In airier realms of thought, most of history’s great philosophers would be there: Lucretius and Epicurus from ancient Greece, Giordano Bruno, David Hume, Baruch Spinoza, Bertrand Russell, Henry David Thoreau and Ralph Waldo Emerson. One could pass many pleasurable hours lying in the shade and listening to these great thinkers holding forth on the beautiful abstractions of the mind.
The music, too, would be magnificent. One could enjoy the symphonies of Giuseppe Verdi, Ludwig von Beethoven, Hector Berlioz, Johannes Brahms and Richard Strauss – or, for a more modern bent, the stylings of Irving Berlin, John Lennon, Cole Porter, and Yip Harburg. For oratory, poetry and literature, it would boast Robert Ingersoll, George Eliot, Leo Tolstoy, Omar Khayyam, Kurt Vonnegut, Isaac Asimov, H.G. Wells, Robert Frost – and that’s just for starters. And this imaginary humanist heaven would not lack for laughter. You can hear the roaring of the crowds being entertained by Mark Twain, by Voltaire, by H.L. Mencken, by Douglas Adams, by George Carlin (alas), and by many more proud subversives who’ve used the weapon of humor to expose the absurdities of earthly society.
The roll call of famous names that would be present in a humanist’s heaven shows, by comparison, just how empty and impoverished the dogmatist’s heaven would be. All the illustrious thinkers and critics I listed above would be missing from any afterlife that sorts admission based solely on adherence to an orthodox creed. Such a place would hardly be paradise at all, but merely an echo chamber resounding through eternity with the monotonous chants of fossilized minds. How could Heaven be Heaven if it did not pay tribute to the fullest and grandest flowerings of the human creative spirit?

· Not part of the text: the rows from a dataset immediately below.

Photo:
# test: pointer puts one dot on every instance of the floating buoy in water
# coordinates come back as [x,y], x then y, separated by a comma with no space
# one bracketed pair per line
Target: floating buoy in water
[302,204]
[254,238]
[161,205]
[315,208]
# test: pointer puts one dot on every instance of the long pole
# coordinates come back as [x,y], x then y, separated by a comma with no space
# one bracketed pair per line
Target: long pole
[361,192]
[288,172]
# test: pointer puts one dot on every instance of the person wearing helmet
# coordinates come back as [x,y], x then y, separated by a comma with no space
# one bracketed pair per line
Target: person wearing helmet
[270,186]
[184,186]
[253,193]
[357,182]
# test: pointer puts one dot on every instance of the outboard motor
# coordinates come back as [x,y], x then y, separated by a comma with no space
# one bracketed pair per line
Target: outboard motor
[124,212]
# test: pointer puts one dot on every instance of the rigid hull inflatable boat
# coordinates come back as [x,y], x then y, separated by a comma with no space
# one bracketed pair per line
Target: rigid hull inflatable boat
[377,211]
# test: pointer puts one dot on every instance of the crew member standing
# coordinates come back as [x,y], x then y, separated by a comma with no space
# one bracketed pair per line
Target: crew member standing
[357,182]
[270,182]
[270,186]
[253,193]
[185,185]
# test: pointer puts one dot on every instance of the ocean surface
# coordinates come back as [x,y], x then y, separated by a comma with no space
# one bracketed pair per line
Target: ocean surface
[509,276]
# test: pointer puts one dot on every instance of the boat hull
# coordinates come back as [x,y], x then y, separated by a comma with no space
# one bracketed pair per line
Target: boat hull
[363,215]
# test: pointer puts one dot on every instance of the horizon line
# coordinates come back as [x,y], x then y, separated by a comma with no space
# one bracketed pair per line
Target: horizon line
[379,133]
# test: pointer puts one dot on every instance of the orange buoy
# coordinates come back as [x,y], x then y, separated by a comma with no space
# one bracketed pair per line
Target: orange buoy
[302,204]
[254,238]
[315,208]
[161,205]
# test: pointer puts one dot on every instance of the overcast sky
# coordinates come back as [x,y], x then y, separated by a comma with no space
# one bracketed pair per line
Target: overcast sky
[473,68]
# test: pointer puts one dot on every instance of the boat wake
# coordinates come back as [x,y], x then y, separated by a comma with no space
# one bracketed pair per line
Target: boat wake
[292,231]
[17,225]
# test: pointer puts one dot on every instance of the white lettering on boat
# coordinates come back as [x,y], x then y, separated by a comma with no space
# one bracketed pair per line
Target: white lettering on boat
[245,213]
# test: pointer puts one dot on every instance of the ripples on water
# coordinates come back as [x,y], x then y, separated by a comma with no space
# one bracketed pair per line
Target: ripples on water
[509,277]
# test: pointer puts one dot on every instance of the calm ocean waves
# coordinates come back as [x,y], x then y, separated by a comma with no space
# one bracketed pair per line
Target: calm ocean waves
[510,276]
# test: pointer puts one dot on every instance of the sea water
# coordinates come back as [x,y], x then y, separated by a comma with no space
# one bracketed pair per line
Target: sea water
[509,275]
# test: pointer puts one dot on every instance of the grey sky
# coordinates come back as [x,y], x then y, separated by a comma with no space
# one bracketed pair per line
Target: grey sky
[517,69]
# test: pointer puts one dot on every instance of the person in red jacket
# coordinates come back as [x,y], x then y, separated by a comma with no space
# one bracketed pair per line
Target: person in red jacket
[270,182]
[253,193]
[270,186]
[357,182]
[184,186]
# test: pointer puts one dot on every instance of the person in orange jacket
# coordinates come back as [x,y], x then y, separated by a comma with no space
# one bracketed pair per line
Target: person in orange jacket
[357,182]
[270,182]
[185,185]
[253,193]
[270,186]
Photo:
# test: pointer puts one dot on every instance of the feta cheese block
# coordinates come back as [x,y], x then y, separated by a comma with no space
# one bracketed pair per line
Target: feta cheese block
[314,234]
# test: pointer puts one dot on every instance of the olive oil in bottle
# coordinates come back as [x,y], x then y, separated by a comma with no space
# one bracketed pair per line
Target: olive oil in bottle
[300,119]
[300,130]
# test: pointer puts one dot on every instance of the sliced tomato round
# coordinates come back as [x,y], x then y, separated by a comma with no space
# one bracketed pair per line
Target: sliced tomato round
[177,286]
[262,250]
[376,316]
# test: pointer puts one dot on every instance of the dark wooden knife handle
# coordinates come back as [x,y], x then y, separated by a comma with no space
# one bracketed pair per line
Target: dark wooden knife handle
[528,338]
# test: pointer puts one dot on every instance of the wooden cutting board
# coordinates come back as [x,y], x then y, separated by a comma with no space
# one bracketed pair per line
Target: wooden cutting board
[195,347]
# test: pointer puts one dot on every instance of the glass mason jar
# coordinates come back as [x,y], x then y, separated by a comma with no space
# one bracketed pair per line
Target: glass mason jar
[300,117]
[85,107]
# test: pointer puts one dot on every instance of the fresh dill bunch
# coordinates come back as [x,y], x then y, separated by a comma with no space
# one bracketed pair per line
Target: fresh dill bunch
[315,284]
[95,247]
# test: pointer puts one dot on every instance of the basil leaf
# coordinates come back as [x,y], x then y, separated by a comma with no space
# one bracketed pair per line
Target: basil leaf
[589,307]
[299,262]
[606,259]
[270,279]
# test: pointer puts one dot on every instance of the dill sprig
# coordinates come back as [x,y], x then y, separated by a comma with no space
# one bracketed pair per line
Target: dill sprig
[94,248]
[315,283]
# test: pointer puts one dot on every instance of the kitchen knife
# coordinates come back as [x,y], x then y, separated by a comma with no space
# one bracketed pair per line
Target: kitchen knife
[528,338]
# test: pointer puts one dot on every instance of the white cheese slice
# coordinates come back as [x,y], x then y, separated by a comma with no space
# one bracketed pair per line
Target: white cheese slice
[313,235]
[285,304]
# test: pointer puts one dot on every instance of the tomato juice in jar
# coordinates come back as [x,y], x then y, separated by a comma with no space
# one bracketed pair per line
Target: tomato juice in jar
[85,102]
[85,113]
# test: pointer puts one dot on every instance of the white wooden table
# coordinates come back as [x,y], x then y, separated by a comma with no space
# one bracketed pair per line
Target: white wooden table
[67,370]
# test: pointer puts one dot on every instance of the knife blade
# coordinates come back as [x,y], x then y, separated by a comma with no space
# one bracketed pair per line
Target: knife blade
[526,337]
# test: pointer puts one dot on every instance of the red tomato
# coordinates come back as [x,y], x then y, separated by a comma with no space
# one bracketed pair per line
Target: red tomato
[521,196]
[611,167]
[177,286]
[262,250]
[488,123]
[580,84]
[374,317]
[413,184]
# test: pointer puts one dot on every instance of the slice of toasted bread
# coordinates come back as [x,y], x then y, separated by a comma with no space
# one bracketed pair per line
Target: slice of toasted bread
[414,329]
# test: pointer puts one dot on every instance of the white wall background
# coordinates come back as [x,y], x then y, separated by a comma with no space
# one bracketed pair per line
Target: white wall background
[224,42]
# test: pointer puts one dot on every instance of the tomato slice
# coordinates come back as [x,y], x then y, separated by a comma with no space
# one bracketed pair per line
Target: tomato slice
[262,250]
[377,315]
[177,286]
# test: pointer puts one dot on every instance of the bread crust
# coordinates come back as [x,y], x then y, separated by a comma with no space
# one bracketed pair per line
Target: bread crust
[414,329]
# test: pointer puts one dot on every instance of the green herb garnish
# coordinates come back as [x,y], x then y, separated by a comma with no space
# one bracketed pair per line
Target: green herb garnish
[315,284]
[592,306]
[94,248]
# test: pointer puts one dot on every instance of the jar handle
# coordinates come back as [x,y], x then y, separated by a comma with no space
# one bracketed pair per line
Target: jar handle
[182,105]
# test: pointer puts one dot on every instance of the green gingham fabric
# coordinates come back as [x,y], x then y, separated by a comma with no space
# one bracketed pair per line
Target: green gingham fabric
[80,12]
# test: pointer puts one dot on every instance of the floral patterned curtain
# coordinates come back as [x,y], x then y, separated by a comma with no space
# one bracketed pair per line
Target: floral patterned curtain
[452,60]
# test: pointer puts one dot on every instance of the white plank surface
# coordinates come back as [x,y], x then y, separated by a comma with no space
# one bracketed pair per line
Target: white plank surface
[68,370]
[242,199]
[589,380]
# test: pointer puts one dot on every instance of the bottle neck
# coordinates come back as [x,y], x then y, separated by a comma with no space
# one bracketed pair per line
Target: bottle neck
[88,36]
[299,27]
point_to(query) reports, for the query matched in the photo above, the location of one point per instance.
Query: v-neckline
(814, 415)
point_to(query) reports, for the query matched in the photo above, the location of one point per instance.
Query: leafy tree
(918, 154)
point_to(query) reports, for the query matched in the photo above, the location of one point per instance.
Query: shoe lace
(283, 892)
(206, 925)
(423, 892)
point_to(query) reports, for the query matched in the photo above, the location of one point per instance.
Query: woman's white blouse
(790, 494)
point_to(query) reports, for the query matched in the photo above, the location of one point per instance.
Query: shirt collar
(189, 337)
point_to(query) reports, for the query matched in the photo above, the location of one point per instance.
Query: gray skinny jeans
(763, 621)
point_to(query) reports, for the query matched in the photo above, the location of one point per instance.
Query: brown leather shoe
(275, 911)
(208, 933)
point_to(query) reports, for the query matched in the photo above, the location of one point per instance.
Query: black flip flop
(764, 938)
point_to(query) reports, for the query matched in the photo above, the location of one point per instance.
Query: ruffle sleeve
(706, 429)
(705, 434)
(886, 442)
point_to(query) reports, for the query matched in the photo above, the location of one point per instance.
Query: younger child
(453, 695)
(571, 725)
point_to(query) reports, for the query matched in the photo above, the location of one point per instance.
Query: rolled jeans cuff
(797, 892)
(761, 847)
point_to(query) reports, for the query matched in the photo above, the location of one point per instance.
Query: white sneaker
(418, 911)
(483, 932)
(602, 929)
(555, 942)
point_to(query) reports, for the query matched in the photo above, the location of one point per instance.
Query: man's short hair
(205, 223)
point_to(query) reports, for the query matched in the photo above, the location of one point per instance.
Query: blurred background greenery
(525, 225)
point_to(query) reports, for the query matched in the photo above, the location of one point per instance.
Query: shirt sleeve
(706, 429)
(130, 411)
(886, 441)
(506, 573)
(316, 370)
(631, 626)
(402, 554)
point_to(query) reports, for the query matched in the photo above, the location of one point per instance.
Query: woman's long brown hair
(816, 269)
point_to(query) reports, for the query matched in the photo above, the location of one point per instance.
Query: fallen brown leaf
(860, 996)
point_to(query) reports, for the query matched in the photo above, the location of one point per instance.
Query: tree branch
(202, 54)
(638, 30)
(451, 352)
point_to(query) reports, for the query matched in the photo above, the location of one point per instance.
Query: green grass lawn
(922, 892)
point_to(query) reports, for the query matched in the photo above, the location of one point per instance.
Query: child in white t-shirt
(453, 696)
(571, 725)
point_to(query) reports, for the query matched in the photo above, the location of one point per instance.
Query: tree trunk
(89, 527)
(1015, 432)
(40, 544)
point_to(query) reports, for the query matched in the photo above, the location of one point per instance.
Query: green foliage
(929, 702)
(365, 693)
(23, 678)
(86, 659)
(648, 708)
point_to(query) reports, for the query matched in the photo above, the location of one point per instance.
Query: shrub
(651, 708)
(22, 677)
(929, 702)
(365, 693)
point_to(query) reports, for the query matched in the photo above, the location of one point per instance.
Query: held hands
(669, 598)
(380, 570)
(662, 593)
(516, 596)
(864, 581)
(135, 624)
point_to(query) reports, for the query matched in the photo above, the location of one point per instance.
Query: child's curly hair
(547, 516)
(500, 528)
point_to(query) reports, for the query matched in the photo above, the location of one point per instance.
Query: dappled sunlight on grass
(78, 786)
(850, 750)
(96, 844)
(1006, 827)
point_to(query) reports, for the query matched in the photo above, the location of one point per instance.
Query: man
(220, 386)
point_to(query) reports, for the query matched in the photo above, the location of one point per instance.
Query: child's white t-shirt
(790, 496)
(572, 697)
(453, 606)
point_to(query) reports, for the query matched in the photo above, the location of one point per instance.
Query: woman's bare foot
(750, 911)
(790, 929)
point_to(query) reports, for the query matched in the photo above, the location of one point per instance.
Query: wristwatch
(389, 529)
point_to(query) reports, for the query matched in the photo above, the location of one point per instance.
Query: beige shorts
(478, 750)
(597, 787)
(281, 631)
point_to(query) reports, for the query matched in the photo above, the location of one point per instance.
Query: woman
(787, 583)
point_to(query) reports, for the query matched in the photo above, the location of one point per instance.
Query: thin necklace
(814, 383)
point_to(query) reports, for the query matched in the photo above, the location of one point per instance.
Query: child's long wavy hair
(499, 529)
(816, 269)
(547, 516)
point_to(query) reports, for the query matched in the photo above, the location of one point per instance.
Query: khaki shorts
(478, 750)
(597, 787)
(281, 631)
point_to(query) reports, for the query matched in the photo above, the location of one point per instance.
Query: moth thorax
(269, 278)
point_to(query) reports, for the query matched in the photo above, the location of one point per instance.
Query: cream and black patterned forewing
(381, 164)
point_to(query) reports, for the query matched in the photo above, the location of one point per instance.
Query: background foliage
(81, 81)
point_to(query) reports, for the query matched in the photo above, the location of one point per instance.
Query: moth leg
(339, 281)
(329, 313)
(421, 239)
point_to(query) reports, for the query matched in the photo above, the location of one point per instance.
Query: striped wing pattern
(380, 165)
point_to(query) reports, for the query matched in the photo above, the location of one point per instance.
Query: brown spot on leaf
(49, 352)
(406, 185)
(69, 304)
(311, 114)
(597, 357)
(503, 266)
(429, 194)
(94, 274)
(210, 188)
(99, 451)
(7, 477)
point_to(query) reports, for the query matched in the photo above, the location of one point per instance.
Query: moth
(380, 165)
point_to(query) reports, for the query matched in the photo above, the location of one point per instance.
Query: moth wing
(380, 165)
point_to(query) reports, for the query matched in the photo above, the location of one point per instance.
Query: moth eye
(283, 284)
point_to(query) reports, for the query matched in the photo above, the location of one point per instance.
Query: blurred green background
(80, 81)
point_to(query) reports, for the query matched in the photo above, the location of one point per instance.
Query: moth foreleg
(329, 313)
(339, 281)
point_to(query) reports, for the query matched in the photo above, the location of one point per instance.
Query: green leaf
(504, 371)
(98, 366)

The dogmatist’s nightmarish hallucination of heaven, fortunately for us, does not exist. Like a nightmare that dissipates in the dawn, it fades away in the light of reason. Alas, the humanist’s heaven is also a dream, albeit a more pleasant one. I’d give almost anything to be witness to such a meeting of the minds, but there’s no rational reason to believe it will ever happen. Those who have passed on have left the world to us, and though ripples of their influence live on in the books they wrote and the lives they changed, the essence of the individual is gone and cannot be reclaimed. We mourn them, we honor them, but ultimately we must move on. The responsibility of guiding the future now lies with we who live – so rather than spend our time dreaming of another life, let’s turn our attention fully to this one. Our predecessors have left us an abundance of good lessons; let’s keep them in mind, so that we may write the next chapter for the good of those who, in turn, will succeed us.
(For a fuller listing of the names in this essay as well as others, see FFRF’s Freethought of the Day list.)